I'm trying to bulk load 28 parquet files into Snowflake from an S3 bucket using the COPY command and regex pattern matching. But each time I run the command in my worksheet, I'm getting the following bad response:
Copy executed with 0 files processed.
Inside a folder in my S3 bucket, the files I need to load into Snowflake are named as follows:
...
Using the Snowflake worksheet, I'm trying to load data into a pre-existing table, using the following commands:
CREATE or REPLACE file format myparquetformat type = 'parquet';
COPY INTO [Database].[Schema].[Table] FROM (
SELECT $1:field1::VARCHAR(512), $1:field2::INTEGER, $1:field3::VARCHAR(512),
$1:field4::DOUBLE, $1:field5::VARCHAR(512), $1:field6::DOUBLE
FROM @AWS_Snowflake_Stage/foldername/
(FILE_FORMAT => 'myparquetformat', PATTERN =>
'filename00[0-9]+_part_00.parquet')
)
on_error = 'continue';
I'm not sure why these commands fail to run.

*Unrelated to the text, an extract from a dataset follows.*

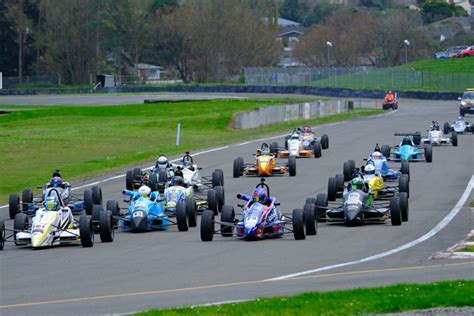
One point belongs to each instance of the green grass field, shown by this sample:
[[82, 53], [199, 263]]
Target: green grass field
[[391, 299], [83, 141]]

In every example I've seen in the Snowflake documentation, "PATTERN" is only used within the COPY command outside of a SELECT query. I'm not sure if it's possible to use PATTERN inside a SELECT query.
In this case, I think it's necessary to use the SELECT query within the COPY command, since I'm loading in parquet data that would first need to be cast from a single column ($1) into multiple columns with appropriate data types for the table (varchar, integer, double). The SELECT query is what enables the importing of the parquet file into the existing table -- is it possible to find a way around this using a separate staging table?
It's a huge pain to load the parquet files one at a time. Is there any way to bulk load these 28 parquet files using the Snowflake worksheet? Or is it better to try to do this using a Python script and the Snowflake API?
For me the below worked, I agree my pattern is quite simple to select all parquet file in the location, but you can probably verify if the regex pattern is valid.
COPY INTO <TABLE_NAME> FROM (
SELECT
$1:col_name_1,
$1:col_name_2
FROM @STAGE_NAME/<PATH_TO_FILES>
)
PATTERN = '.*.parquet'
FORCE = TRUE
FILE_FORMAT = (
TYPE = 'parquet'
);
Side note, Keep in mind that Snowflake has a safety check to skip files if it has already been Staged and loaded once successfully.